On 08/05/2013 6:26 PM, Kirsten M. Z. wrote:
> Quote:
>> for EObject containing lists (i.e., for multi-valued references), ==
>> is used, and for multi-valued attributes, .equals is used
>
>
> Ahhh, this was the fact I really missed. I expected, that I have to
> specify that .equals is used for attribute (E)lists. Implementing
> .equals for my EObjects was not my (first) intention. However, I know
> that this is not allowed now.
>
> Just for curiosity: if I understood you correctly, it is not
> meaningful to implement an EClass with string semantics then?
EObjects are not "value" objects. I.e., they generally can and do
change state, so if the hash code depends on the state, any structure
relying on a fixed hash code (e.g., any hash-based collection) will
become corrupt when the state of the objects uses as keys changes.
> Typically, this would require, that lists containing such string
> objects and 'unique=true' would use equals (or EcoreUtil.equals)
> instead of the 'real' object's identity (==)

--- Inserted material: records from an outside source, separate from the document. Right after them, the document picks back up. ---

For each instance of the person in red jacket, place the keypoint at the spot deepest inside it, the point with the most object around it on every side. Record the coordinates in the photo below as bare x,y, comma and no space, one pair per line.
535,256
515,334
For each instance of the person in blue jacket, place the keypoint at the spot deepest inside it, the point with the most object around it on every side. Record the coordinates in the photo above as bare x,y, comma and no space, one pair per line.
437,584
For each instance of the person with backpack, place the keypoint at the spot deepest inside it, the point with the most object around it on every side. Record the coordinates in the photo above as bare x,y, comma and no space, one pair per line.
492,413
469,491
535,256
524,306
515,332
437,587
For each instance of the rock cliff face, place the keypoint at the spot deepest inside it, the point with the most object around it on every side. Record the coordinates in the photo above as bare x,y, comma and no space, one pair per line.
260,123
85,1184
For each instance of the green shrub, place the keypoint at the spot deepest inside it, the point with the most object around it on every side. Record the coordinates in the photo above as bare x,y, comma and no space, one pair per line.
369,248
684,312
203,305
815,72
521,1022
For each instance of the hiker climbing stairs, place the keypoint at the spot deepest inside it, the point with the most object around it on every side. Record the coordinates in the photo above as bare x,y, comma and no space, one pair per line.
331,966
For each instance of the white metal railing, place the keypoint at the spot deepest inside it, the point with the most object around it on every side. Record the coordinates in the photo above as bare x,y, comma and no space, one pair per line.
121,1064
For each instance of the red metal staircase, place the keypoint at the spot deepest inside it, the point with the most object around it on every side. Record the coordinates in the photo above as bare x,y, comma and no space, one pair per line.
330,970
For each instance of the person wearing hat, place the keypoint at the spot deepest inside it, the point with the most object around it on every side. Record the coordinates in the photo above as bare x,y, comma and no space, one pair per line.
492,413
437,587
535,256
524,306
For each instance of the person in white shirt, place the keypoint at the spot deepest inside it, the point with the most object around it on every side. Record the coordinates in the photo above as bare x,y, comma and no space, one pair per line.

Yes, that's true. Proper collection semantics requires the use of
..equals in general, so any EMF lists that use == violate the collection
library contracts, except when it's the case that .equals and == have
the same semantics. Note that this is a stronger statement than you
just made. I.e., even proper semantics for contains testing whether the
collection is unique or not, always requires the use of equals.